All this doubt and beating myself up for not acting perfect and over analyzing why I behave in such ways is completely pointless.  What I need to remember that I am equal to everyone else.  I am here to give not to receive.  When I receive it is just the completion of the circle.  I seek someone open mined, safe, honest and soft hearted.  Someone who thinks I am the moon.  Not because of my unique qualities, but because they love everyone open heartedly.  I won’t have to be, do or say anything special to win their love and affection because it will be available to anyone who is willing to receive it.  But the thing that will make the love between us special will be that we can deepen our love, by focusing it onto each other deeply and on purpose.  He will have the desire to be there.  He will want to stay.  He will want me by his side.  He will know how much there is to be gained by allowing somebody to love him.  He will be sensitive.  He will be strong.  He will love, he will be love.     

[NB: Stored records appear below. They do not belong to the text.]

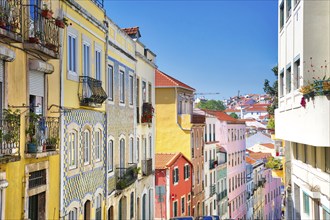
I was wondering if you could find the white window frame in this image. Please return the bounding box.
[107,64,114,102]
[68,130,78,170]
[83,128,91,165]
[107,139,114,172]
[67,26,79,81]
[119,69,125,104]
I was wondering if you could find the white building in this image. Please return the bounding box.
[275,0,330,219]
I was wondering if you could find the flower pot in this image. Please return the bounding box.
[41,10,53,19]
[27,143,37,153]
[55,19,65,29]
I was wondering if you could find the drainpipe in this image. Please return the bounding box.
[175,87,191,131]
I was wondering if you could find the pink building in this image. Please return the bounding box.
[206,110,246,219]
[262,169,282,220]
[154,153,192,219]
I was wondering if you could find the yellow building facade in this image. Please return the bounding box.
[155,70,195,158]
[0,1,62,219]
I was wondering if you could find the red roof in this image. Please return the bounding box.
[260,143,274,149]
[122,27,140,35]
[249,150,272,160]
[155,152,191,169]
[155,69,195,91]
[203,109,244,124]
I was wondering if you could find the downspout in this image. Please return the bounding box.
[175,87,191,131]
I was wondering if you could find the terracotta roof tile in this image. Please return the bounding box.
[155,70,195,91]
[155,153,181,169]
[260,143,274,149]
[122,27,140,35]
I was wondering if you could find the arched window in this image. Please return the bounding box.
[68,130,78,169]
[83,129,91,165]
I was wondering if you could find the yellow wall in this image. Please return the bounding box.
[155,88,191,158]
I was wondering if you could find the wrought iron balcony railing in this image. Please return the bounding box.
[210,185,215,197]
[142,158,152,176]
[25,113,60,154]
[141,102,154,123]
[0,110,20,160]
[0,0,22,41]
[23,5,60,58]
[116,164,138,190]
[78,76,108,108]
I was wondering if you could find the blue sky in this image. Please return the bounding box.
[105,0,277,99]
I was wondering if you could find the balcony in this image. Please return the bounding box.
[141,102,154,124]
[116,164,138,190]
[23,5,60,59]
[0,0,22,43]
[0,109,20,163]
[210,184,215,197]
[209,160,218,170]
[142,158,152,176]
[78,76,108,108]
[275,93,330,146]
[191,115,205,124]
[217,190,227,201]
[25,113,60,158]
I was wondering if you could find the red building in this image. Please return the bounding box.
[155,153,192,219]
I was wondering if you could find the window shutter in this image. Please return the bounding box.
[0,60,5,82]
[29,71,45,97]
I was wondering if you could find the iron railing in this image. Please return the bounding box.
[0,0,22,35]
[26,116,60,153]
[0,113,20,156]
[142,158,152,176]
[23,5,60,53]
[78,76,108,107]
[116,164,138,190]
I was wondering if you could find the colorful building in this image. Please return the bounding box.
[154,153,192,219]
[0,1,64,219]
[275,0,330,219]
[58,0,108,219]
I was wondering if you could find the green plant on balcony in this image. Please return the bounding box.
[0,109,20,144]
[55,17,69,29]
[41,4,53,19]
[25,112,41,153]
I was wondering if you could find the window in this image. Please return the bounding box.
[83,42,90,76]
[129,137,134,163]
[69,208,78,220]
[83,129,90,165]
[119,70,125,103]
[68,131,78,169]
[95,50,101,80]
[129,75,134,105]
[173,201,178,216]
[181,197,186,214]
[136,138,140,162]
[95,129,102,161]
[285,66,291,94]
[108,65,113,101]
[95,194,102,220]
[173,167,179,184]
[280,72,284,97]
[303,192,309,215]
[108,140,113,172]
[68,34,77,73]
[130,192,134,219]
[142,81,147,103]
[148,83,152,103]
[286,0,291,19]
[294,59,300,89]
[183,164,190,179]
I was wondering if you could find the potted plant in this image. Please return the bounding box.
[41,4,53,19]
[55,17,69,29]
[25,112,42,153]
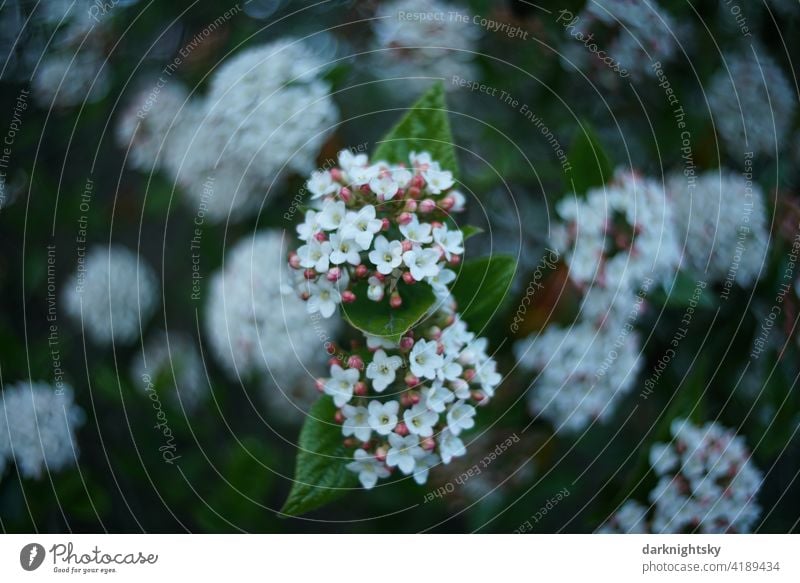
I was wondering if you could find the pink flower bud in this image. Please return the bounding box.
[419,198,436,213]
[389,292,403,308]
[347,354,364,370]
[325,267,342,282]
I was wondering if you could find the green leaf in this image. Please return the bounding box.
[450,255,517,334]
[373,82,458,176]
[652,271,716,309]
[461,225,483,241]
[281,395,358,516]
[569,121,614,194]
[341,281,436,342]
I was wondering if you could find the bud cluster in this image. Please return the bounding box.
[289,150,465,318]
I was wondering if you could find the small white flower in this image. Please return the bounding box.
[369,176,399,200]
[427,269,456,300]
[367,277,385,302]
[323,364,359,407]
[306,279,342,318]
[447,401,475,435]
[409,340,444,379]
[317,200,347,231]
[339,150,368,172]
[422,382,455,413]
[369,401,400,436]
[433,225,464,261]
[422,166,455,194]
[367,350,403,393]
[369,235,403,275]
[400,215,433,244]
[341,204,383,249]
[331,233,361,265]
[439,429,467,464]
[403,249,441,281]
[386,433,425,475]
[342,405,372,441]
[306,170,339,200]
[403,403,439,437]
[297,237,331,273]
[297,210,321,241]
[347,449,391,490]
[436,355,464,382]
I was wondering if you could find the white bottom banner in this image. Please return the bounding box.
[0,535,800,583]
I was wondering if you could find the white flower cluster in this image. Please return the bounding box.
[117,38,339,222]
[289,150,465,318]
[131,330,208,413]
[371,0,480,97]
[31,0,111,107]
[551,169,680,290]
[514,319,643,433]
[205,231,338,391]
[707,51,797,157]
[63,245,158,345]
[601,419,762,534]
[515,170,680,432]
[560,0,677,87]
[318,309,502,488]
[0,381,84,478]
[667,170,769,286]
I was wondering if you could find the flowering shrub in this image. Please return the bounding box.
[601,418,762,534]
[283,85,514,514]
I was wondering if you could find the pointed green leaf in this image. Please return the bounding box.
[568,121,614,194]
[281,395,358,516]
[373,82,458,176]
[342,281,436,342]
[450,255,517,334]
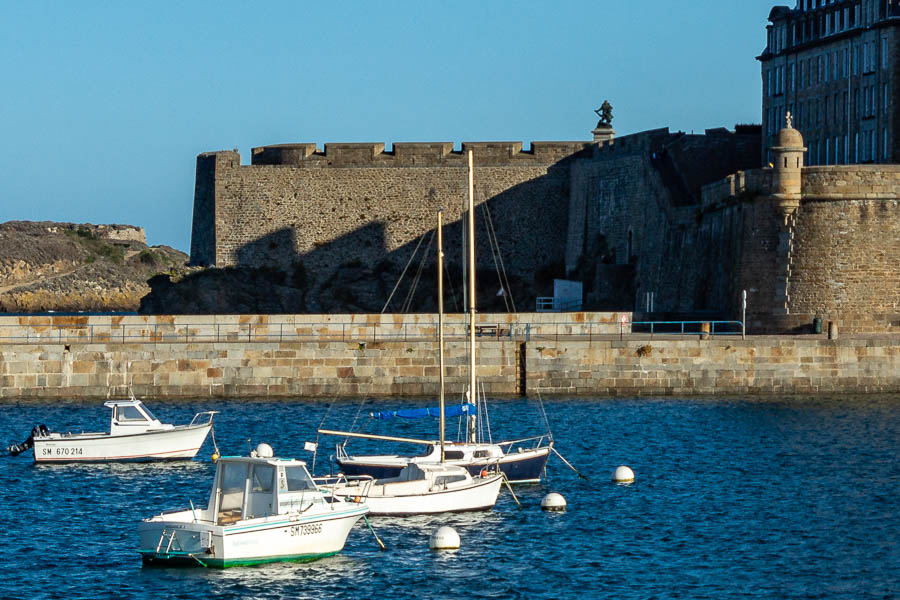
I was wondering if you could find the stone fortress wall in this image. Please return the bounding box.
[702,165,900,333]
[191,142,589,308]
[191,121,900,333]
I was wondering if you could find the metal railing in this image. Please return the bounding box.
[0,321,743,344]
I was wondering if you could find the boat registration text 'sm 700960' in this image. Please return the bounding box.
[291,523,322,535]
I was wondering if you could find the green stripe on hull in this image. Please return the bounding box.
[141,550,339,569]
[221,550,338,569]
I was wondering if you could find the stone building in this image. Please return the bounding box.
[757,0,900,165]
[698,117,900,333]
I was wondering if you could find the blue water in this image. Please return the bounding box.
[0,397,900,599]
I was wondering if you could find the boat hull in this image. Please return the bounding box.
[334,475,503,516]
[34,423,212,464]
[138,504,368,568]
[337,446,550,483]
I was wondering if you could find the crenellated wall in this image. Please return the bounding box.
[191,142,589,310]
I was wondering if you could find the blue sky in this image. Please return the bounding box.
[0,0,772,251]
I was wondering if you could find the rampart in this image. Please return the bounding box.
[191,142,589,311]
[566,129,759,312]
[701,165,900,333]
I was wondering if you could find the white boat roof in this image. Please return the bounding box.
[406,462,468,473]
[103,400,144,408]
[218,456,306,467]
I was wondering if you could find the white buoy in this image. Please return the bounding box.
[613,465,634,483]
[428,525,459,550]
[256,442,275,458]
[541,492,566,510]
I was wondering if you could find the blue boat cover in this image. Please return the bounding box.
[370,404,477,419]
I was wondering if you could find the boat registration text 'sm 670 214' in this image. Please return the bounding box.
[41,446,84,456]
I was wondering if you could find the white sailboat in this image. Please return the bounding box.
[329,207,503,515]
[138,444,369,568]
[319,150,553,483]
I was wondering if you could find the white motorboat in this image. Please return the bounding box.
[325,463,503,516]
[7,396,216,463]
[138,444,369,568]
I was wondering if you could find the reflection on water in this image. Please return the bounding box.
[0,396,900,599]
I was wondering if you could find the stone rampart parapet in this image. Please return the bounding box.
[246,142,590,168]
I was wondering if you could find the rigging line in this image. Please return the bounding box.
[381,234,425,313]
[400,234,434,313]
[400,231,434,313]
[484,202,517,313]
[538,392,553,442]
[342,398,366,446]
[444,254,459,312]
[312,398,337,473]
[481,202,509,312]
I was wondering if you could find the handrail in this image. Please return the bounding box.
[0,319,743,349]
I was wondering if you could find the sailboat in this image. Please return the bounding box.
[316,207,503,516]
[319,150,553,483]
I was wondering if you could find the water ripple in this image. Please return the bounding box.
[0,396,900,600]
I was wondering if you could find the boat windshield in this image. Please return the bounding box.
[244,465,276,519]
[217,462,247,525]
[284,467,316,492]
[116,406,153,422]
[141,404,157,421]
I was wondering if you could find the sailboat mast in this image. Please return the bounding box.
[468,150,478,442]
[438,209,444,462]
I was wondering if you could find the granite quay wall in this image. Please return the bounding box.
[0,328,900,399]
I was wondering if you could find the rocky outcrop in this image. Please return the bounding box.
[0,221,188,313]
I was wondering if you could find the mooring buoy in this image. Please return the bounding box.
[541,492,566,511]
[428,525,460,550]
[613,465,634,483]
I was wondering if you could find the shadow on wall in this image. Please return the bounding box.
[140,158,572,314]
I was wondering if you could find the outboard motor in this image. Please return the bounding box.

My heart aches for him.  I know he is out there.  He is waiting for me to run to him too.  In this moment my heart is breaking in loneliness.  This is just part of the process.  It’s dark nights of the soul like this that will make our sweet time together even sweeter.  I have always had this fantasy since I was a little kid that my husband would come home after I had already gone to bed.  I could go to bed before he got home because I trust him completely.  I am sleeping and I feel him come into the room.  I hear him take off his shirt and his pants.  He goes into the bathroom to brush his teeth and the fait light from underneath the door is peaking though.   He turns off the light before opening the bathroom door, he put on a clean t-shirt in the dark.  He slowly and quietly lifts the sheet on his side of the bed and gently lays down next to me.  At first slowly as not to wake me, and he softly snuggles up behind me.  He hugs me deeply, warmly and passionately because he knows the kind of woman I am. The kind of woman who put her child first, the woman who survived, and made it through.  His wife, whose strength will be passed down through generations.  The woman who made it all those years on her own and didn't settle so she could finally give him the love that he deserved, and he never wants to let her go.  He appreciates her warmth, in fact he needs it.  In addition to her depth and her heart.  He doesn’t get scared by her openness and vulnerability, it turns him on.  He never thought he would find her either.  As he is a warrior as well.  He had to learn so many lessons before he was ready for a miracle like her, and he is so grateful that he did.